Early learning professionals, scientists share progress on Frontiers of Innovation pilots

Participants in Frontiers of Innovation—an effort to use science to inform early learning practices—came together in Seattle this week to share progress on testing four promising ways to support healthy child development. FOI pairs scientists with early learning professionals to co-design and test new strategies to build executive function and address mental health concerns in parents and children. The focus is on testing ideas on a quick cycle: Strategies that work could be taken to scale around the state; strategies that don’t work can be altered and tested again.

“It’s amazing what happens when you connect people who do this [early learning] work and are passionate about it with the scientists, and give them permission to co-create,” said Department of Early Learning Assistant Director for Quality Practice and Professional Growth Juliet Morrison.

The four intervention models currently being tested are:

Filming Interactions to Nurture Development (FIND)
In this model developed at the Oregon Social Learning Center (OSLC) at the University of Oregon, coaches videotape adults interacting with children and then show them clips where they are supporting children’s development.

“We look at the film to identify moments where good things are happening,” said Melanie Berry, an OSLC research associate.

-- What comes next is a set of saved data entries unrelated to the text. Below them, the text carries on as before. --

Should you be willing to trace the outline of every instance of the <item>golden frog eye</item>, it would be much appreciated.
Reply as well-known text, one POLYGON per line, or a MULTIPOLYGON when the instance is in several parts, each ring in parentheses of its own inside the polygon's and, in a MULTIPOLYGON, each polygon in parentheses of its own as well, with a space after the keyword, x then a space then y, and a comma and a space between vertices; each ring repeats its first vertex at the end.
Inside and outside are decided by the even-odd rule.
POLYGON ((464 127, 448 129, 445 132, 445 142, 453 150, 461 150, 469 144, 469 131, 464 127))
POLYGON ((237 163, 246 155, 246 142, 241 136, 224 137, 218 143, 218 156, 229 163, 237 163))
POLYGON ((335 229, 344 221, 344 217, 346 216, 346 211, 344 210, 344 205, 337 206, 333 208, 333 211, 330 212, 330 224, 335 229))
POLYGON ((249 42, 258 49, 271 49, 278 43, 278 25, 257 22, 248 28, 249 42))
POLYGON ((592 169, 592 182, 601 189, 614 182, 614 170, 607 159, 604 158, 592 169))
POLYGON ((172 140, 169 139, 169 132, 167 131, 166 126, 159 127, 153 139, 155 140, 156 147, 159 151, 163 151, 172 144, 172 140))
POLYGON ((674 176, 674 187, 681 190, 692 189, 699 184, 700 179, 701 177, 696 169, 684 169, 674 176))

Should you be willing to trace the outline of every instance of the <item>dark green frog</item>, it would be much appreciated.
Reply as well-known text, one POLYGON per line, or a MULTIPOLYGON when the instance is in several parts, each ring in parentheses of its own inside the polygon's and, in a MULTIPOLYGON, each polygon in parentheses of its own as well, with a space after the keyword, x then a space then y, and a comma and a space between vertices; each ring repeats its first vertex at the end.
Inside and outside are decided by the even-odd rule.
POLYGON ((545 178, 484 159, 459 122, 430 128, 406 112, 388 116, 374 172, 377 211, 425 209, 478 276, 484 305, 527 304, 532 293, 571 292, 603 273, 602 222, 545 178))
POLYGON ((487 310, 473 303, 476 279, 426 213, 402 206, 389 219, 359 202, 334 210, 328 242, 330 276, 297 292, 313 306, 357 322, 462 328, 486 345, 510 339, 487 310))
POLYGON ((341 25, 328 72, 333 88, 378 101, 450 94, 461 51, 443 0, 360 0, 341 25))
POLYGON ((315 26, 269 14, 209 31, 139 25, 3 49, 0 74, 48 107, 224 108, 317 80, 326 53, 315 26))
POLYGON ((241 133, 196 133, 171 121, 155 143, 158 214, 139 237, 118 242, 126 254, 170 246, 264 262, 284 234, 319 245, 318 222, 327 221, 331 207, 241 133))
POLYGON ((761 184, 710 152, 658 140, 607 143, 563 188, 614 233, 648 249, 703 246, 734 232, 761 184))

She added that the program reinforces and strengthens the naturally occurring supportive interactions between young children and adults, so-called “serve and return” interactions that help shape the brain.

Children’s Home Society of Washington (CHS) is one program testing out FIND with some of the families it serves with home visiting.

“Imagine you’re in a situation where you are under investigation for abuse or neglect, and then someone comes in and says, ‘OK, let’s look at what you’re doing right,’” said Jason Gortney, CHS community manager.

Licensed family home child care provider Lorrie Hope, another FIND pilot participant, was trained and has since coached three of the families in her care using FIND. Because she lives in southeast Washington, her training was all done online.

“I have a much stronger relationship with my parents,” she said. “We are more trusting with each other and we have a common language.”

Attachment Vitamins
University of California San Francisco research Annmarie Hulette developed the Attachment Vitamins curriculum to help improve caregiver knowledge of important child development issues including executive function and toxic stress. It’s currently being tested by Children’s Home Society and Centralia College.

“Attachment Vitamins is giving us the active ingredients we can take out of the child-parent psychotherapy model and plug into home visiting,” said Gortney. At Centralia College, they are piloting the curriculum in the Teens Entering Education Now (TEEN) program for 14 to 21-year-olds who are pregnant or parenting.

Executive Function Games
“Not every parent and child knows how to play together,” said University of California Berkeley Associate Professor Silvia Bunge, who is working with Childhaven and Centralia College to introduce games that caregivers and children can play together to build cognitive flexibility (the capacity to nimbly switch gears and apply different rules in different settings—for example, children using inside and outside voices in different situations.

At Childhaven, researchers are finding improvement in children’s cognitive flexibility after 10 weeks of playing the specially designed games in their classroom.

“It’s accessible, it’s sustainable—it’s not something that’s overly burdensome,” said Childhaven Vice President of Branch Program Operations Bethany Larsen.

Mindfulness Parenting Program (SEA CAP)
University of Washington Professor of Psychology Liliana Lengua has long studied how income impacts parenting and chld development. She developed the Social and Emotional and Academic Success of Children and Parents (SEA CAP), which helps adults cultivate mindfulness and emotional regulation. This promotes warm interactions between adult and child, and helps the adult learn to “scaffold” learning by guiding children in tasks but stepping out to let the child practice autonomy.

Educational Service District 112 in Vancouver is embedding the mindfulness training in its existing weekly parent-child play group.

“When you practice these skills over time, it becomes easier to access, so when you find yourself in a moment of stress, it’s there for you to use,” said Corina McEntire, ESD 112 professional development manager.